I discussed this with friends of mine in the industry. We all agreed that after eleven years, through financial events like the implosion of Long Term Capital (hedge fund), the meltdown in the financial area from mid 1999 through early 2000, and sheer ugliness in the markets in 2001-2002, the relative strength for this group “bent” at times, but never broke.
So, I’m curious…why now?
What does the market know, that we don’t?
Anyway, this reversal up in the market is positive…BUT…it does come with some strings attached. Those “strings” are that the indicators are at really high levels, so the risk remains ultra-high. It would not be a big surprise to see us flip back to a negative trend quickly.

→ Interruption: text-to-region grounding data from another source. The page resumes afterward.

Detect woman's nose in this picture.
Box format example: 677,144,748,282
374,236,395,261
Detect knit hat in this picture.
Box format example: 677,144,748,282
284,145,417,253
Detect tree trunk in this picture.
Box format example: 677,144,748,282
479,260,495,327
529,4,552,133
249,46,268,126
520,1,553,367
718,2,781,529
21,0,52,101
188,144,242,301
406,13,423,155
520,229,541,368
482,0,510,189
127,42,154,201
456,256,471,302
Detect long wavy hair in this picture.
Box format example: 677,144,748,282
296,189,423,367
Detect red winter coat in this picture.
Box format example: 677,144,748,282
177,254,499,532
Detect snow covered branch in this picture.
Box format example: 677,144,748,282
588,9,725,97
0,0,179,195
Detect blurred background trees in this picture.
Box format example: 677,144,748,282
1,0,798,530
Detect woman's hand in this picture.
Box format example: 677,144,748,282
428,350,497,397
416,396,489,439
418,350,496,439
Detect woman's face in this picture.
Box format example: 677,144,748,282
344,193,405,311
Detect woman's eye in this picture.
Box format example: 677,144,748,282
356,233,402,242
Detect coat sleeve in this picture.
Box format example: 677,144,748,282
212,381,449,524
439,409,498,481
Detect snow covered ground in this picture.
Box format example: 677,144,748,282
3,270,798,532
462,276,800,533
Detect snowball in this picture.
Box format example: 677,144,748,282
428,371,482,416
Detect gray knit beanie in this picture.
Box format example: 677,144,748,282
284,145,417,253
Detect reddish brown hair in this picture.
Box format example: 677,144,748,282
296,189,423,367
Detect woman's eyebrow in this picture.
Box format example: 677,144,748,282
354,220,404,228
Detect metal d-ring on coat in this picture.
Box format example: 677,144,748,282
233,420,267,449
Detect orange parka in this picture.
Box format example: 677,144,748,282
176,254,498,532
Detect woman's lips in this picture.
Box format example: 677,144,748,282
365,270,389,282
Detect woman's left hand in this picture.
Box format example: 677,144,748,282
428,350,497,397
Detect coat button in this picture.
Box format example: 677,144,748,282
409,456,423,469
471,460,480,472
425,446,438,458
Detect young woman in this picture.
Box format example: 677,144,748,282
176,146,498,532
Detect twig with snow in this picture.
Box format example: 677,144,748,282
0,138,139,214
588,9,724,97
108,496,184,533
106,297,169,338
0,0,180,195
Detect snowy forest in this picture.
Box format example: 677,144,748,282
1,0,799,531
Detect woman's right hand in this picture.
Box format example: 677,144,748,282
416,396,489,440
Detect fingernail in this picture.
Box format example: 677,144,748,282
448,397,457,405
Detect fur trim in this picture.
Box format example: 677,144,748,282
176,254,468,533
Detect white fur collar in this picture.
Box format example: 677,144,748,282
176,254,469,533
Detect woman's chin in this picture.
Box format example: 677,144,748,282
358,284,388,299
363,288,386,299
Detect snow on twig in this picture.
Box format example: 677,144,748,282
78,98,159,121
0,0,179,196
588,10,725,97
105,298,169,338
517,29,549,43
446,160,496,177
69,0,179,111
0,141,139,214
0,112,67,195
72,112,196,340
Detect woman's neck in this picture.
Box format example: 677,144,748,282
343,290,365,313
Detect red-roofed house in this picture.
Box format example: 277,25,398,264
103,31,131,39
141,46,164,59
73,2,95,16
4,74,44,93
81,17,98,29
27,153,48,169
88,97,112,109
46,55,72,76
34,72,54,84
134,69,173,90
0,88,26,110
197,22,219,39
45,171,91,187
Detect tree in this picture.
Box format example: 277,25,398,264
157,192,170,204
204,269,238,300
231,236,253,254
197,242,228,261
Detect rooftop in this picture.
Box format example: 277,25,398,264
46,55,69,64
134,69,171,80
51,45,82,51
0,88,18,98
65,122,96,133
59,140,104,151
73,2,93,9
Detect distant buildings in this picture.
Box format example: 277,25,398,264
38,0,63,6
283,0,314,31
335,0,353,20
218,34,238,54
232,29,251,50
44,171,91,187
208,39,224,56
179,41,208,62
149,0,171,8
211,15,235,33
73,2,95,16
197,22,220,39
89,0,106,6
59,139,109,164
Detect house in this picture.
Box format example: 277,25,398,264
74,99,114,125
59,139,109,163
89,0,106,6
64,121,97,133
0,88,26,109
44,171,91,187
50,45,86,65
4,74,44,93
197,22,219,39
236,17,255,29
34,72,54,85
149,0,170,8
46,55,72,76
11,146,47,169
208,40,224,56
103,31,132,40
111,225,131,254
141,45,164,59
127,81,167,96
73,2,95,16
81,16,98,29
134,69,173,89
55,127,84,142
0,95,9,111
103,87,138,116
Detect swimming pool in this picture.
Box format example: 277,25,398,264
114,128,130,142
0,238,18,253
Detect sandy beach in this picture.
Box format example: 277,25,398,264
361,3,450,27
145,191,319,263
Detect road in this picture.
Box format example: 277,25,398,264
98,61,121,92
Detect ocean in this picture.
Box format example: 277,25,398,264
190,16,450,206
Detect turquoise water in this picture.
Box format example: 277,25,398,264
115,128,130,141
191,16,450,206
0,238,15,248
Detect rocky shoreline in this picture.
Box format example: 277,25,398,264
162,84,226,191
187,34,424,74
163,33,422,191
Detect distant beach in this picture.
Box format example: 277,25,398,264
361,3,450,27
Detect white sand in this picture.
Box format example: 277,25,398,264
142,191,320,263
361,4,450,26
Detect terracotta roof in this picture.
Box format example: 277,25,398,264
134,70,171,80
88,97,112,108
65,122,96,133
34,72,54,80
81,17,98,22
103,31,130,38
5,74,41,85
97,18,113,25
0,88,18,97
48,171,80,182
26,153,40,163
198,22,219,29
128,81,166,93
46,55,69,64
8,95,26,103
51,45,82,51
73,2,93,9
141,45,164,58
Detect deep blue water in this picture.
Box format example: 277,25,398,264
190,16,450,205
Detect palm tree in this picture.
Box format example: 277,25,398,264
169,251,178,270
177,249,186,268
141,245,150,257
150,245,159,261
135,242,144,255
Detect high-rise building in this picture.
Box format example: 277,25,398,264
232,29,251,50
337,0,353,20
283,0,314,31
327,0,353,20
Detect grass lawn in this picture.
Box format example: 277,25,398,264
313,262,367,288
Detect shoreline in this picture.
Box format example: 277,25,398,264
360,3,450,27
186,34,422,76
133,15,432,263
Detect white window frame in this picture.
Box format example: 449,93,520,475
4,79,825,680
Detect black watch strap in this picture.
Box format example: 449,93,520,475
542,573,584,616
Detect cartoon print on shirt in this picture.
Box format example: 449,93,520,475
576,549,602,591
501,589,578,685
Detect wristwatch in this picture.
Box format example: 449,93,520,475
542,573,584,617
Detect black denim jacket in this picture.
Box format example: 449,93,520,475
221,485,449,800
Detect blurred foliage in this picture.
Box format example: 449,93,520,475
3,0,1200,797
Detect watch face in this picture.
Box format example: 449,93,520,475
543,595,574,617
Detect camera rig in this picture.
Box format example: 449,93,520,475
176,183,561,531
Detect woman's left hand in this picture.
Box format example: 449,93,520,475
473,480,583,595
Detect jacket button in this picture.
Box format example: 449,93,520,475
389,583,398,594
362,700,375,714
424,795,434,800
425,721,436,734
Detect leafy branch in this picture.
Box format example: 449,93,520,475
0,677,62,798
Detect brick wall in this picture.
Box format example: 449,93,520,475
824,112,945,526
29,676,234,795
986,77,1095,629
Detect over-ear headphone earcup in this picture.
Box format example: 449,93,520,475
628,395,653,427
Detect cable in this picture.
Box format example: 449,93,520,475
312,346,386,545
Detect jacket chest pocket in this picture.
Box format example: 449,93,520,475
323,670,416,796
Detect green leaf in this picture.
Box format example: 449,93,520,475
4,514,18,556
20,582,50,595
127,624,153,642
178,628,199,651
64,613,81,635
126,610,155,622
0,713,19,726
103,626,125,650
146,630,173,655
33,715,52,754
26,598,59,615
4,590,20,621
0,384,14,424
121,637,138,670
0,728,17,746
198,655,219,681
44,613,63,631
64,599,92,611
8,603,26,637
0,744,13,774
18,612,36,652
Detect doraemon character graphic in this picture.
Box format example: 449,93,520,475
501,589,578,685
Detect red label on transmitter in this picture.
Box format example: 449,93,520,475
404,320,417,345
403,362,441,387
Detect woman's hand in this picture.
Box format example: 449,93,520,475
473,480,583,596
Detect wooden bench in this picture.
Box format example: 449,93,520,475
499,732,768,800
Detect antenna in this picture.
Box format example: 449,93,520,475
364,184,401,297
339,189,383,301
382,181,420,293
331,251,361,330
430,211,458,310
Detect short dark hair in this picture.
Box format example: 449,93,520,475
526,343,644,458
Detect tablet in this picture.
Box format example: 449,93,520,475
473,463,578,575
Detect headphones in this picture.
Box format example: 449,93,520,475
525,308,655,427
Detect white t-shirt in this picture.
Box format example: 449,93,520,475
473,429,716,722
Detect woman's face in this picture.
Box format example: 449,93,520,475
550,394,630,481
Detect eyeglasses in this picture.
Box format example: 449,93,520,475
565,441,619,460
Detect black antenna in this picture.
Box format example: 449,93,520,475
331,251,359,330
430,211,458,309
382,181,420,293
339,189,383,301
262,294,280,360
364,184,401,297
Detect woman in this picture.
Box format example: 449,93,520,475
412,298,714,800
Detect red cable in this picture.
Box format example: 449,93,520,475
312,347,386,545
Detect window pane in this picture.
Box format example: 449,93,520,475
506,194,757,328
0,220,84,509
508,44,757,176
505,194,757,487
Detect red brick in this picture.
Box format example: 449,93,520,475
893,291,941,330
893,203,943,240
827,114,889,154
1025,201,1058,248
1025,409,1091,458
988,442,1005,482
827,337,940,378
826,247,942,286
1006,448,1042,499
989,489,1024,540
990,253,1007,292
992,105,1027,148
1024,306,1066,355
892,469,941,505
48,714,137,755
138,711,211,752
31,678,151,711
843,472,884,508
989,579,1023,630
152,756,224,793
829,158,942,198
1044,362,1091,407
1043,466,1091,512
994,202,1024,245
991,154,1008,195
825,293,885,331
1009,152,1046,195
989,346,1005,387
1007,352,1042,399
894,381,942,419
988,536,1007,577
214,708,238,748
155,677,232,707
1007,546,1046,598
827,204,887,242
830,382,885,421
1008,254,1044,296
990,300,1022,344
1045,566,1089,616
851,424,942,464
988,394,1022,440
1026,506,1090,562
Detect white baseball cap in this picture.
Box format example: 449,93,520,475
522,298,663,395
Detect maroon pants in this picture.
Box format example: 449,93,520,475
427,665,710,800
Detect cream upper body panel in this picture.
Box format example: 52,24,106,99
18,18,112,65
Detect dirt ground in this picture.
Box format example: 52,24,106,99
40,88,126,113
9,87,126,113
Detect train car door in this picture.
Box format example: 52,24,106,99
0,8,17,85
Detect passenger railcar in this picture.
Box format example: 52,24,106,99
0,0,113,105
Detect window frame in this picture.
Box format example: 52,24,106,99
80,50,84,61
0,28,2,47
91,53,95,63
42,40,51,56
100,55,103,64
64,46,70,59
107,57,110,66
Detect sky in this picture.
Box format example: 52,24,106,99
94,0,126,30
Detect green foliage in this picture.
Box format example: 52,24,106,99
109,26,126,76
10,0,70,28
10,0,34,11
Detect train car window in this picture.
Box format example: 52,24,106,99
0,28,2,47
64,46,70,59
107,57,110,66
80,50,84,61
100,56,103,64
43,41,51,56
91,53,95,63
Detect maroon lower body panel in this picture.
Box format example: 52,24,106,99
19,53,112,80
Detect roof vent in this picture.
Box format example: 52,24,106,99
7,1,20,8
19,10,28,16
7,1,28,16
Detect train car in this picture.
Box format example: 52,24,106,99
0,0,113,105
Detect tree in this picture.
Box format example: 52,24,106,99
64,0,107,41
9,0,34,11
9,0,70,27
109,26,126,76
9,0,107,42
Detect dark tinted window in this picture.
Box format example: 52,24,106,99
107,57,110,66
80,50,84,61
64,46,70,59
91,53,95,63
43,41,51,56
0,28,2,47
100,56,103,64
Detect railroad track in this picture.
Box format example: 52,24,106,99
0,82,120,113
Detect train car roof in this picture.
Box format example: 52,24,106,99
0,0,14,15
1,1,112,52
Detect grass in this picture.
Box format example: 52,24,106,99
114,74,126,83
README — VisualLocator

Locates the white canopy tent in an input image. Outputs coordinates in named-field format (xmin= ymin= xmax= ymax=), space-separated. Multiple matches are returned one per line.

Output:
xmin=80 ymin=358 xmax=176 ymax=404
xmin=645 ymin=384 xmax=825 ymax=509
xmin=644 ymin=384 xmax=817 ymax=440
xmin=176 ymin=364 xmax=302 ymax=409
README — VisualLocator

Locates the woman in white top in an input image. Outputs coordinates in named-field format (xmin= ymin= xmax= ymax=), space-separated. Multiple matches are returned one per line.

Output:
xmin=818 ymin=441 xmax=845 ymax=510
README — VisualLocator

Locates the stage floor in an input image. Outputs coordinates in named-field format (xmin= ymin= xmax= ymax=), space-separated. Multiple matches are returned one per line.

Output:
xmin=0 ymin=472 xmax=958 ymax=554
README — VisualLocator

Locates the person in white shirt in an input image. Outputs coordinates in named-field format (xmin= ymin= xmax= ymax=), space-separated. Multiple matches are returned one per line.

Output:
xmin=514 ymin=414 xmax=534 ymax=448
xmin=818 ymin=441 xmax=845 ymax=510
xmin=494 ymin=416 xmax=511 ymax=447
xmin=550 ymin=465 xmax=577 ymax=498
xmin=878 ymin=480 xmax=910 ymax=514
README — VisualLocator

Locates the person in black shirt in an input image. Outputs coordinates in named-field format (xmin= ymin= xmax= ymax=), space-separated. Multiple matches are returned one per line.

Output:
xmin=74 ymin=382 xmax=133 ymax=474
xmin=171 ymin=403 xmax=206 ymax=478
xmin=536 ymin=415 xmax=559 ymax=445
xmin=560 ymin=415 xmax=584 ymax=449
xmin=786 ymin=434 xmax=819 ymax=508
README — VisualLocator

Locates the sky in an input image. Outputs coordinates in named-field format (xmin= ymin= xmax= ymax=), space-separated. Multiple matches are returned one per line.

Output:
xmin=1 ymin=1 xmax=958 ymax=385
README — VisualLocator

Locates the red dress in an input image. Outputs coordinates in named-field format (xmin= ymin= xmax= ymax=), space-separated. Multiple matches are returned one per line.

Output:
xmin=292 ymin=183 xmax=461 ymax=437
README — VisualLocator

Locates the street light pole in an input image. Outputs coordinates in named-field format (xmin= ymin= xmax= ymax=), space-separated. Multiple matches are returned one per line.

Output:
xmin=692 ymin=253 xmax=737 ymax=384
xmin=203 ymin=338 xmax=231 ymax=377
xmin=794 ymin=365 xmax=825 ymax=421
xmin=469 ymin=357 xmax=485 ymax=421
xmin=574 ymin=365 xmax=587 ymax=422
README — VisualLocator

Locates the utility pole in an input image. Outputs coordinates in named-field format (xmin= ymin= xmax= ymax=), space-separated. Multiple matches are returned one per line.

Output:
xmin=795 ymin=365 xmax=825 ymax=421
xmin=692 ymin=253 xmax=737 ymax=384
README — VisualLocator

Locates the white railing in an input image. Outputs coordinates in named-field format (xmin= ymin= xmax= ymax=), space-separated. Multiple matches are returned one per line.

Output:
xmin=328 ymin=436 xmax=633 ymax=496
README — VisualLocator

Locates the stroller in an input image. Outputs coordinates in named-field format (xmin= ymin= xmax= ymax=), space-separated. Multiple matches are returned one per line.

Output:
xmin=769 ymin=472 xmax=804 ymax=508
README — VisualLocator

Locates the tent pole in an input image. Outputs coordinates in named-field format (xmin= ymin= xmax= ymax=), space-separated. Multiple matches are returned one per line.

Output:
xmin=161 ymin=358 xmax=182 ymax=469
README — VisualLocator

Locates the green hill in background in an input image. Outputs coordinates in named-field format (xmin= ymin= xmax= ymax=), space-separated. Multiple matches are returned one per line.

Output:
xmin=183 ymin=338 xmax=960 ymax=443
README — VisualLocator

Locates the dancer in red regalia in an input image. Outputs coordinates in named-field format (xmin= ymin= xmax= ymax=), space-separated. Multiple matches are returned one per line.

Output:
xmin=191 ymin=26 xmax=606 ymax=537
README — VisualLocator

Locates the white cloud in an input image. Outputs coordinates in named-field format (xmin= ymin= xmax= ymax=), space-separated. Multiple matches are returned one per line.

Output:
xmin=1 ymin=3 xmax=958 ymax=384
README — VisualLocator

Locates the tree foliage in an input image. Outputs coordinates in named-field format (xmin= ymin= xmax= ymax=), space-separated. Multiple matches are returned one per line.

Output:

At times like this, the market will generally NOT bail us out of mistakes.
So, sector rotation and picking the right stocks remains really important now. Again, I don’t want to run right out and invest our last dollar back into this market today.
For now, we’ll stay away from adding to Building stocks,Gaming stocks, Banks, Savings, Loans, and the Wall Street stocks. The commodities (and once again), oil, are where we really want to focus now.